Publicado por Frei João de Araújo Santiago | 08/10/2017 - 19:29

XXVII Dom Comum Mateus 21, 33-43

Um pai de família plantou uma vinha, cercou-a com uma sebe, escavou um tanque para esmagar as uvas, construiu uma torre e arrendou tudo a uns lavradores. Depois viajou para o exterior.  Depois quando chegou o tempo da safra, mandou por duas vezes escravos receberem dos lavradores sua parte dos frutos. Os lavradores mataram todos e depois, para ficarem com a herança, mataram o próprio filho do pai de familia. Jesus, na parábola, declara que o filho, a pedra rejeitada se tornará a pedra principal, pois o Senhor faz maravilhas. E diz ainda: “O reino de Deus será tirado de vós e será dado a um povo que produza os devidos frutos. Aquele que cair sobre esta pedra ficará despedaçado, e aquele sobre quem ela cair será esmagado”.

A parábola do pai de família que plantou uma vinha revela o rosto de Deus, sua intimidade. A marca do zelo, da ternura e do cuidado de Deus, revelado por Jesus, se expressa de muitas maneiras:

- “Plantou uma vinha”: o Pai revela seu amor aos filhos. Plantar a “vinha” é um trabalho paciente e inteligente, que exige empenho e fadiga. Faz-se necessário encontrar o terreno adequado, ará-lo e drená-lo, escolher e plantar cada pé de videira. Não se planta de qualquer maneira, é uma por uma com todo esmero, amor, atenção, delicadeza, alegria e zelo: já pensou ser criado e tratado assim?

- E qual será a maior alegria do Pai? Que cada videira frutifique segundo o bom desejo do seu coração: que os filhos, as videiras, se tornem luz para os irmãos, cachos de uva que embelezam, saciam, alegram com o vinho, alimentam. Já pensou uma comunidade, uma família onde cada um é uma videira para o outro?

- “Plantar a vinha” sintetiza a ação de Deus pelo seu povo eleito, desde os patriarcas até os Juízes, desde a promessa da terra prometida até o dom da Palavra (o Verbo se fez carne e fala nossa linguagem). Esta vinha estaria pronta para responder ao amor do Pai com o amor aos irmãos. Se não faz isso é como a figueira estéril. (cf. Mt 7,12; 22,36-40; Dt 4,6s e Lv 19,18).

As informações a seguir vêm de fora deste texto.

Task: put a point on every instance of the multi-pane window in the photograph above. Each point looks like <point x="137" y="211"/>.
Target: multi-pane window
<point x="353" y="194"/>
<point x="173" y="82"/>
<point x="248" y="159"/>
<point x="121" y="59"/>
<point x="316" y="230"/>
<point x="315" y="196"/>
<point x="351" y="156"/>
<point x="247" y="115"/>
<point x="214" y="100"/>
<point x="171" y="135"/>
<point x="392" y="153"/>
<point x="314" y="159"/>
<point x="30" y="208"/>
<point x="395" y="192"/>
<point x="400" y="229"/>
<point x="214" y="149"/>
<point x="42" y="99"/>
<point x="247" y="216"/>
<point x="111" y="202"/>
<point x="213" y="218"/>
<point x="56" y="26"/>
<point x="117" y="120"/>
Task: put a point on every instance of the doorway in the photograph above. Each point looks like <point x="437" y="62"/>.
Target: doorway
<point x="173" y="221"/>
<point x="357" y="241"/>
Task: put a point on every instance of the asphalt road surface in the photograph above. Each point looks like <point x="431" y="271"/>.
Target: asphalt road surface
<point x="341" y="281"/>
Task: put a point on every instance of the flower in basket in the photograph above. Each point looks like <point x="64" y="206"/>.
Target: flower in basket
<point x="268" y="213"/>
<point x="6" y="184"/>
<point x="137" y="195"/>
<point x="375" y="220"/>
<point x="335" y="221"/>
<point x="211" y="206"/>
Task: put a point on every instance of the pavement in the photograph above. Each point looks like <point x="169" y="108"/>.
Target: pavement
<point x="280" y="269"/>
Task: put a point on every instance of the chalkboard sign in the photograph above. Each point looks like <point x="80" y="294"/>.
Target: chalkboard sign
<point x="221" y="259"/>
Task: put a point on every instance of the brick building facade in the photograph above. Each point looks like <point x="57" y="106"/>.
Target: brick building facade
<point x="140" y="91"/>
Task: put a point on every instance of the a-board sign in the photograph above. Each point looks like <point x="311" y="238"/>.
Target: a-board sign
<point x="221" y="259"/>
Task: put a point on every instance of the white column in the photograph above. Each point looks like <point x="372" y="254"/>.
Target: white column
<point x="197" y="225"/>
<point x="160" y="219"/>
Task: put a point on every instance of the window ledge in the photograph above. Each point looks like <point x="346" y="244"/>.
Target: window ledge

- “... cercou-a com uma sebe”: A sebe delimita e protege a propriedade dos ladrões e de animais que estragam a plantação. Símbolo da lei, que caracteriza o povo na sua diversidade: torna o povo semelhante a Deus, indicando-lhe o bem e protegendo-o do mal. Imaginemos, aqui, o pai de família que protege a seus filhos alargando seus braços para, assim, abraçá-los: Deus protege seu povo com a Lei, assim como o pai com um abraço.

- “... escavou um tanque para esmagar as uvas” é o altar do qual sobe o sacrifício agradável ao Senhor que é a misericórdia do homem (Mt 9,13; 12,7). E se faltarem as uvas? Parecerá que tudo foi em vão, a tristeza reinará tal como uma figueira estéril e amaldiçoada (cf. Is 1,10-20; 58,1ss; Jer 7,1ss; Am 5,21-27; Ml 3,1-5).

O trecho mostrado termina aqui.